View Full Version : Lead OGG Dev Responds to Jobs' attacks

May 3rd, 2010, 07:15 PM
Xiph's Gregory Maxwell, the designer and lead dev of the OGG container and the Vorbis audio and Theora video codecs, had a few choice words for Steve Jobs over his recent suggestion that OGG Theora would soon be in court over patent infringement. What did Steve say, exactly?

"All video codecs are covered by patents. A patent pool is being assembled to go after Theora and other “open source” codecs now. Unfortunately, just because something is open source, it doesn’t mean or guarantee that it doesn’t infringe on others patents. An open standard is different from being royalty free or open source.

Sent from my iPad"

Sigh. You've got to love Apple's self promotion...



May 4th, 2010, 01:36 AM
Thanks for the post, I really don't like looking at the site it is on though, the original is much easier on the eyes:


Dr. C
May 4th, 2010, 02:39 AM
Thanks for the post. Gregory Maxwell makes some excellent points. In particular
The specific standards process used to develop the MPEG codecs creates patent minefields that royalty-free codecs don't generally face. Because many knowledgeable people have heard of the problems faced by these patent-soup standards, they may extrapolate these risk to codecs developed under a different process where these problems are less considerable. This is a mistake, and I'll explain why here.


Certainly this is the case for the MPEG codecs, but it is not a universal truth. To understand why, you must understand a little about the process used to build these international standards.

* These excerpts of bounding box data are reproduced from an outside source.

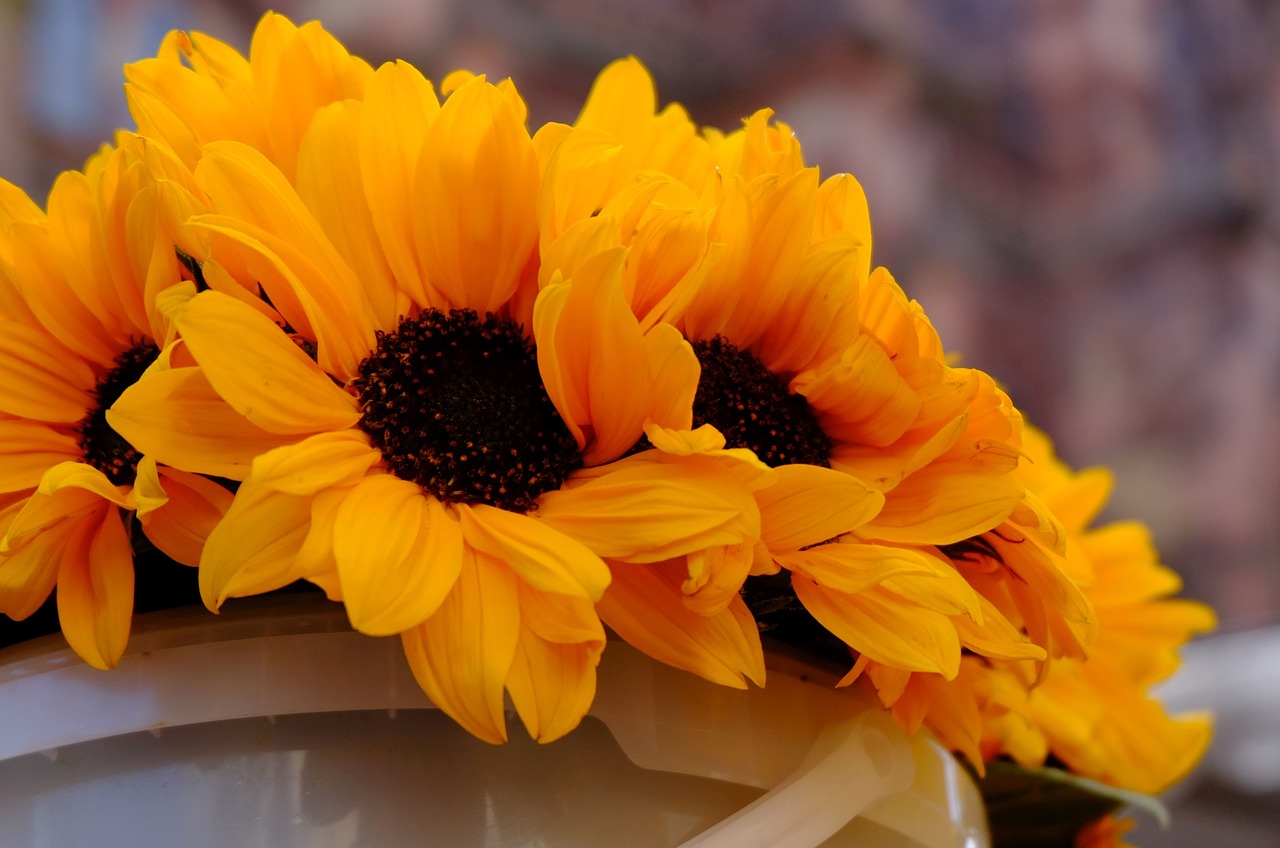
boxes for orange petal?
[333,474,462,635]
[358,61,440,306]
[507,628,603,744]
[534,249,670,465]
[297,101,408,332]
[596,561,764,689]
[458,503,609,601]
[177,292,360,434]
[0,504,61,621]
[791,573,960,680]
[106,366,297,480]
[401,551,520,744]
[141,468,233,566]
[538,457,760,563]
[58,503,133,670]
[0,322,97,424]
[755,465,884,553]
[413,77,539,315]
[200,477,312,612]
[253,429,381,494]
[0,417,83,492]
[507,582,604,742]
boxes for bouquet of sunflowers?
[0,14,1213,845]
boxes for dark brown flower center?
[694,336,831,468]
[76,342,160,485]
[353,310,582,512]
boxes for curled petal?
[401,550,520,744]
[200,478,312,612]
[755,465,884,552]
[539,457,760,562]
[253,429,381,494]
[140,468,233,566]
[333,474,462,635]
[58,503,133,670]
[106,366,297,480]
[596,560,764,689]
[458,503,609,601]
[177,291,360,434]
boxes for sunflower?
[868,429,1215,793]
[108,63,772,742]
[538,59,1043,679]
[0,136,230,669]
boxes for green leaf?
[978,761,1169,848]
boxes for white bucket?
[0,596,988,848]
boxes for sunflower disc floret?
[353,309,582,512]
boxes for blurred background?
[0,0,1280,847]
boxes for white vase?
[0,596,988,848]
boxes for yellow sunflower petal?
[0,323,96,424]
[333,474,462,635]
[297,101,408,332]
[596,560,764,689]
[951,594,1047,662]
[0,473,99,555]
[58,503,133,670]
[534,249,698,465]
[0,419,83,492]
[401,551,520,744]
[791,574,960,680]
[458,503,609,601]
[177,291,360,434]
[106,366,297,480]
[538,461,760,563]
[792,334,920,447]
[507,583,604,743]
[415,77,539,315]
[573,56,658,138]
[358,61,440,306]
[755,465,884,552]
[200,478,312,612]
[35,460,133,507]
[250,14,372,178]
[140,468,232,566]
[859,461,1021,544]
[681,543,755,615]
[774,543,940,594]
[644,324,701,430]
[0,514,62,621]
[253,429,381,494]
[9,222,119,364]
[189,142,374,379]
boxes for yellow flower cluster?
[0,14,1212,809]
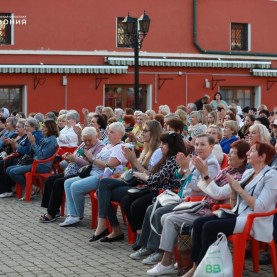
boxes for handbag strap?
[178,168,195,198]
[150,190,167,236]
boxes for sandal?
[39,214,57,223]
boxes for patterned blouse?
[146,156,180,190]
[196,165,246,215]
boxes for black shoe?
[132,234,141,251]
[89,229,109,242]
[260,252,271,265]
[100,234,124,242]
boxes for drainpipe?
[193,0,277,57]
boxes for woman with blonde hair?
[126,112,148,154]
[175,109,188,136]
[90,120,162,241]
[208,111,219,126]
[102,107,114,120]
[158,105,170,115]
[246,123,270,145]
[206,125,223,164]
[220,120,239,154]
[188,111,207,138]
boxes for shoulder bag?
[150,189,181,236]
[78,164,92,178]
[193,233,232,277]
[120,169,143,187]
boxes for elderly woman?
[60,122,127,227]
[126,112,147,154]
[102,107,114,120]
[90,114,107,140]
[158,105,170,116]
[202,104,213,117]
[0,117,18,151]
[240,114,255,138]
[184,142,277,277]
[57,114,67,131]
[119,133,186,244]
[144,140,250,275]
[145,109,156,120]
[58,110,80,147]
[122,114,136,141]
[0,119,27,198]
[188,111,207,138]
[210,92,228,110]
[114,108,124,123]
[90,120,162,241]
[40,127,104,223]
[6,119,59,194]
[206,125,223,164]
[207,111,218,126]
[219,120,239,154]
[246,123,270,145]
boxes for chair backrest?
[31,146,60,173]
[57,146,78,156]
[220,153,228,170]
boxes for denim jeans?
[97,178,130,227]
[6,164,49,187]
[64,174,102,218]
[138,204,177,251]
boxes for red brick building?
[0,0,277,116]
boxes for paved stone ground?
[0,195,273,277]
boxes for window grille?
[117,17,132,48]
[231,23,248,51]
[0,13,12,44]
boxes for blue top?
[31,135,58,169]
[17,130,43,156]
[31,135,58,160]
[0,130,16,148]
[219,136,239,154]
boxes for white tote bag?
[193,233,233,277]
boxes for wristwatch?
[91,156,96,163]
[182,168,189,174]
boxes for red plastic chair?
[220,153,228,170]
[16,146,59,202]
[52,146,78,174]
[228,208,277,277]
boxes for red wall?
[0,0,277,112]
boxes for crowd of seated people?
[0,98,277,276]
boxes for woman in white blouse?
[58,110,81,147]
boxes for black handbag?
[78,164,92,178]
[120,169,142,187]
[128,187,151,199]
[17,154,34,165]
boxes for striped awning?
[105,57,271,68]
[0,64,128,74]
[252,69,277,77]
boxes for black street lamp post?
[122,12,150,110]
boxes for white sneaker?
[147,263,177,276]
[0,191,13,198]
[59,215,80,227]
[130,247,153,260]
[142,252,163,265]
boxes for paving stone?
[0,195,273,277]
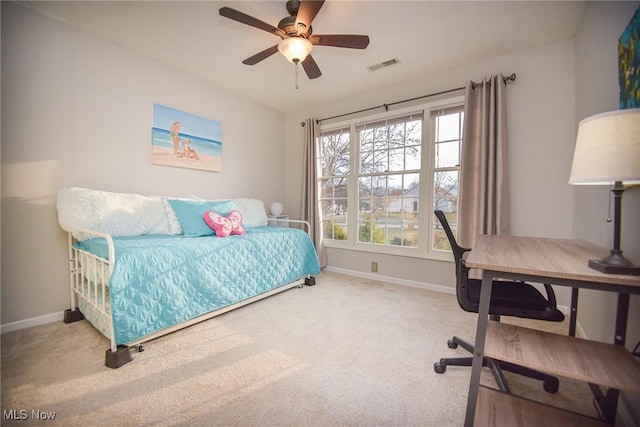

The reason the MPEG formats are so thoroughly encumbered by patents is that the process used to build the formats is designed to be "blind" to patent considerations: all the participants have agreed that any patents they hold will be licensed under "Reasonable And Non-Discriminatory" terms, a term of art which few normal people would actually describe as all that reasonable or all that non-discriminatory, as RAND often means "quite expensive". With only that assurance in hand, they go about constructing their formats through an extensively political tournament process where proposals are made and encouraged to be combined.

So no effort is made to avoid patents, but it gets worse:

If you're a participant in this process, it is very important that some of your patented technology make it into the result: if it doesn't you'll end up having to pay the same royalties as the rest of the world, but if it does you can cross-license your patents with the other "winners" and completely avoid paying to use the resulting format.

So even if you're not looking to make a profit from your participation, you'll be sure to get some patents into the result so that you don't have to _pay_ for the result of your own labors.


There is a major economic incentive for the MPEG-LA codecs to be deliberately designed to be encumbered by patents. By the way Apple is in the thick of all of this.